While I remember I got a lovely card and gift from you. Thank you so much. I'm always so happy to hear from you and I know what you put into getting that card and gift to me so thank you my friend.

Candy said...

Does the heart problems you are experiencing have anything to do with having marfan's?

Elizabeth McClung said...

Candy: No, though the previous Holter test which showed 47 erratics were PAT's, which was due to Marfans, and I expect some of the valve flutter is increased due to Marfan shaping, as I had backflow before, but not heart valve open flutter. The autonomic failure is electrical failure causing everything from surges to little blips of electrical energy which don't seem to even make a heart beat.


I certainly wouldn't have the comparison readings without regular marfan's testing, so I recommend that not just for the ole 'exploding heart' issue and valve issue but to establish a baseline if or when heart issues progress. Marfan's would mean a physical patch or bypass or transplant but with electrical signals from the mystery portion of the brain controlling heart electricity, changing the heart wouldn't make a difference, alas.

Elizabeth McClung said...

Vanessa: Yes, I did look at that and think, 'Why exactly did they let me go? And why didn't they check my heart structure?' I don't think protocols are as rigorous at our cash strapped hospital (but that Zip line at the Winter Olympics was good, yah? Because the Olympics means no health care for another year).

And also thinking, 'How did I stay conscious?
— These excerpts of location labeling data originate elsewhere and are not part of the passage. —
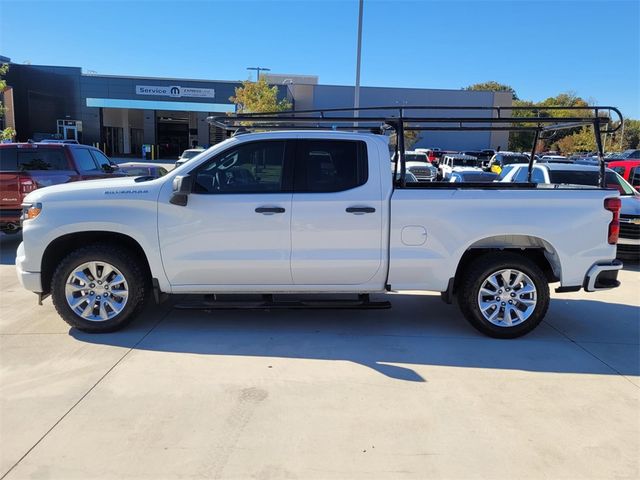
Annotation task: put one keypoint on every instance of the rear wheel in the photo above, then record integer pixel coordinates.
(504, 295)
(98, 288)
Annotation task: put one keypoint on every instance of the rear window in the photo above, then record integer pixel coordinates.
(465, 162)
(612, 180)
(330, 165)
(42, 159)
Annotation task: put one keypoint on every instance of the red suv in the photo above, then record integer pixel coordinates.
(27, 166)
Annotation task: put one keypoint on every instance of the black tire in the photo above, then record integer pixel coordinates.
(121, 259)
(479, 270)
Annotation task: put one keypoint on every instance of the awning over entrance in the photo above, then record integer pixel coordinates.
(160, 105)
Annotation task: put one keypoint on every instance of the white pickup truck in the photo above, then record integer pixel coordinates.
(313, 212)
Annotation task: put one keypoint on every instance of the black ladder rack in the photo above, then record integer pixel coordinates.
(383, 119)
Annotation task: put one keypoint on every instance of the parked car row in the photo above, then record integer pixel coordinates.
(25, 167)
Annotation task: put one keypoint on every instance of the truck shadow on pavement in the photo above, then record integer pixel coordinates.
(404, 343)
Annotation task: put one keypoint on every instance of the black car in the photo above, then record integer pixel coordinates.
(475, 177)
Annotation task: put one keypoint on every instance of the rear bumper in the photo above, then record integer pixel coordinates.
(602, 276)
(629, 241)
(29, 280)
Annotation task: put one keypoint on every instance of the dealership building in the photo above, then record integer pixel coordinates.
(123, 113)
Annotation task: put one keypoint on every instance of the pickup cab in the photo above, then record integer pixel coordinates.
(313, 212)
(25, 167)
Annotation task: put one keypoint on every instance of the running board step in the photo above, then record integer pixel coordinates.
(268, 303)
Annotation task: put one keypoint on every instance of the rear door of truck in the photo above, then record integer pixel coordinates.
(337, 217)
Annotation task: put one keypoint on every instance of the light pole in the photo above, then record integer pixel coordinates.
(258, 70)
(356, 96)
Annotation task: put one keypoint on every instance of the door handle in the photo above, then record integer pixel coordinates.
(269, 210)
(360, 210)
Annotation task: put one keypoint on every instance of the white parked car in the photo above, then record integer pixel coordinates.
(458, 163)
(236, 219)
(419, 165)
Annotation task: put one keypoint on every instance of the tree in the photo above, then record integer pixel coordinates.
(258, 97)
(493, 86)
(8, 133)
(631, 137)
(523, 141)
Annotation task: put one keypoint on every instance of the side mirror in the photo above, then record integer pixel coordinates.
(182, 187)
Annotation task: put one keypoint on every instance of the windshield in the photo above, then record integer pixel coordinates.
(612, 180)
(478, 177)
(416, 157)
(504, 172)
(461, 162)
(186, 155)
(509, 159)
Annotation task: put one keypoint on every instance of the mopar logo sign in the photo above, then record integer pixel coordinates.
(175, 91)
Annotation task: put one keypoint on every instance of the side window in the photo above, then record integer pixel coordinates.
(84, 160)
(100, 158)
(42, 159)
(256, 167)
(537, 176)
(330, 165)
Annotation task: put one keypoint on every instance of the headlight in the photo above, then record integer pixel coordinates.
(31, 210)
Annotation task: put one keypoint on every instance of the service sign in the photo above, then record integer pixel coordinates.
(175, 91)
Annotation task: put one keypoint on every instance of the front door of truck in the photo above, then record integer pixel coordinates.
(235, 228)
(336, 224)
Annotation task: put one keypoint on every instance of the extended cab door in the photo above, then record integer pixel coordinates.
(235, 228)
(336, 225)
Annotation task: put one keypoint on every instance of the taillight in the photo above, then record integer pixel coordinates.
(613, 205)
(26, 185)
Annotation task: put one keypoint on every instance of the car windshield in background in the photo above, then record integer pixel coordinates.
(509, 159)
(478, 177)
(612, 180)
(462, 162)
(505, 171)
(415, 157)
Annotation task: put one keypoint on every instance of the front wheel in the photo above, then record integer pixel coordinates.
(98, 288)
(504, 295)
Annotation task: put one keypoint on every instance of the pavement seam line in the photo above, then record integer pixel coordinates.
(85, 394)
(575, 342)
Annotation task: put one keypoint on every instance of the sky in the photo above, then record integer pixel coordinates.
(540, 48)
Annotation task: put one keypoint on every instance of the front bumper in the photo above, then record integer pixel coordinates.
(29, 280)
(602, 276)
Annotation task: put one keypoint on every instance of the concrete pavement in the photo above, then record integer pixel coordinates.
(411, 392)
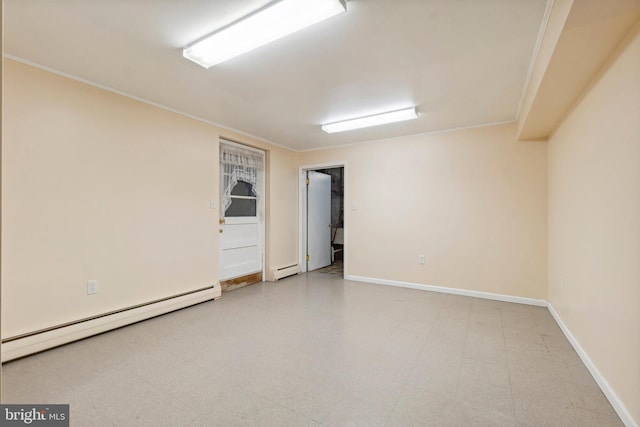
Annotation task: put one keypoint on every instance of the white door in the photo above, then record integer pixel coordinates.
(241, 230)
(318, 220)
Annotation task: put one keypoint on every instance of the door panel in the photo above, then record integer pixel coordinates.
(318, 220)
(240, 247)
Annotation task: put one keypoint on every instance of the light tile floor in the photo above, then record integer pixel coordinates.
(315, 350)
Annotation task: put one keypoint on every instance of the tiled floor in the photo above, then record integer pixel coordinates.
(314, 350)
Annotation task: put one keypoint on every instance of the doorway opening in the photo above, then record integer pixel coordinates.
(323, 218)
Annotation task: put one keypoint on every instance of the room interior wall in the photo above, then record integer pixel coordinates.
(594, 229)
(474, 198)
(100, 186)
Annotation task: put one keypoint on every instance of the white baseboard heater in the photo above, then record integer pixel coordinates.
(33, 342)
(282, 272)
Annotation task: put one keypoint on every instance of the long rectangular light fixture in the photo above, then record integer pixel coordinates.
(375, 120)
(275, 21)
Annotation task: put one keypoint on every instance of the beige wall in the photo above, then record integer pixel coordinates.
(472, 201)
(594, 224)
(100, 186)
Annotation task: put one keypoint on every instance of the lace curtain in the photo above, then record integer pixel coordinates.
(242, 164)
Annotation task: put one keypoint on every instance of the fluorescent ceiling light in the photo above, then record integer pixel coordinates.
(277, 20)
(378, 119)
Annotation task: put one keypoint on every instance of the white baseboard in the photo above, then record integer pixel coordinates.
(42, 341)
(454, 291)
(608, 391)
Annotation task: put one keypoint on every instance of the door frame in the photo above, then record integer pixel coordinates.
(261, 223)
(302, 216)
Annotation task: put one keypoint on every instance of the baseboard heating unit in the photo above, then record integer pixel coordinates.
(33, 342)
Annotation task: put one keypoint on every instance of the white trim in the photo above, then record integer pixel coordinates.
(302, 212)
(454, 291)
(534, 56)
(34, 343)
(608, 391)
(139, 99)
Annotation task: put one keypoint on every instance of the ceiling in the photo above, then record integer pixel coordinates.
(463, 63)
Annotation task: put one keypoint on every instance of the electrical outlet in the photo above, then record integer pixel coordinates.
(92, 287)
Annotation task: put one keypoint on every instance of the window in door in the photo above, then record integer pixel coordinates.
(244, 201)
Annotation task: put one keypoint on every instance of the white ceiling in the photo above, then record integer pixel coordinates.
(461, 62)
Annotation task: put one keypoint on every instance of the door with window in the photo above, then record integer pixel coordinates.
(242, 212)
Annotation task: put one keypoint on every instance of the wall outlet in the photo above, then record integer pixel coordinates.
(92, 287)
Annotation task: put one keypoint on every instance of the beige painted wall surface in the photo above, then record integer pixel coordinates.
(594, 224)
(472, 201)
(100, 186)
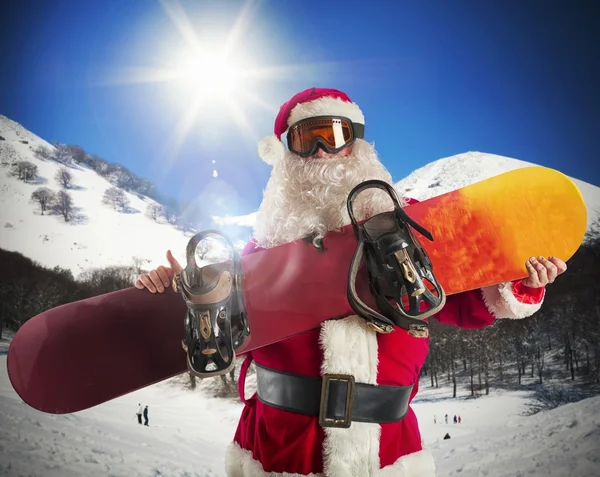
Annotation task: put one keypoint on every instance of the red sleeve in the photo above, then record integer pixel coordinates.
(466, 310)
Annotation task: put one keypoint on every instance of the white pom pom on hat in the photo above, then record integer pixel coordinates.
(308, 103)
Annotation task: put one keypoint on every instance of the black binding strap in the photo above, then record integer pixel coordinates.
(336, 399)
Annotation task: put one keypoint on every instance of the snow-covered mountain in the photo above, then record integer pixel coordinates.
(454, 172)
(101, 236)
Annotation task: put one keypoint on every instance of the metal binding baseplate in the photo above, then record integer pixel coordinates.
(399, 271)
(215, 323)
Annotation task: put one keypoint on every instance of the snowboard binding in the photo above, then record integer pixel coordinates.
(215, 322)
(399, 271)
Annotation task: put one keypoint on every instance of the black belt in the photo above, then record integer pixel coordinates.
(335, 398)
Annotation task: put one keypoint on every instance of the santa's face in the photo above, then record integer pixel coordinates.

Or more important, alive? And how did I stand that for over three days? Dr. Cool indicated that he felt it was a 'flare' like a bunch of sinus tach reset by electrical charge would be a flare and not an underlying condition. Since I am erratic and have been since the hospital, I think it is an underlying condition - but hesitate to return.

Raccoon said...

That looks like so much fun!

Not.

But, you made it out. And you kept all of the test strips for souvenirs.

Next time, don't wait so long?

Elizabeth McClung said...

Raccoon: I 'liberated' the strips as all ER documents are usually destroyed here, for reasons I am not sure about, and so never enter medical records. But yes, now, I will wait maybe only 1-2 days.

Thanks to Linda who took the pictures and stayed the whole time.

I have been working to get all systems functioning again, which is challenging, as things keep going off line. How much will power I have I know not, but it seems stretched thinner. Anyway, here is to better days, sunshine and the small good things.

Neil said...

Oh, my goodness. Who needs television when you've got an ECG machine doing all that? Not the sort of entertainment you really WANT to watch, though.

I presume they don't need to save the strips because they have the description and diagnosis; so why bother saving the evidence, since it only takes up space?

Bravo for Dr. Cool, Brava for Linda staying with you and photographing you in such attractive (OR NOT!!) surroundings. And big bear hugs (virtual ones that don't hurt) to you for being who you are.

Praying for at least one night of pain-free sleep for you,
Neil

Lene Andersen said...

thank you for sharing the strips and the photos of you in the ER. Your fearlessness in showing all aspects of your disease to help us understand your situation better never ceases to astound me.

and holy crap! that you live through this every day is astonishing.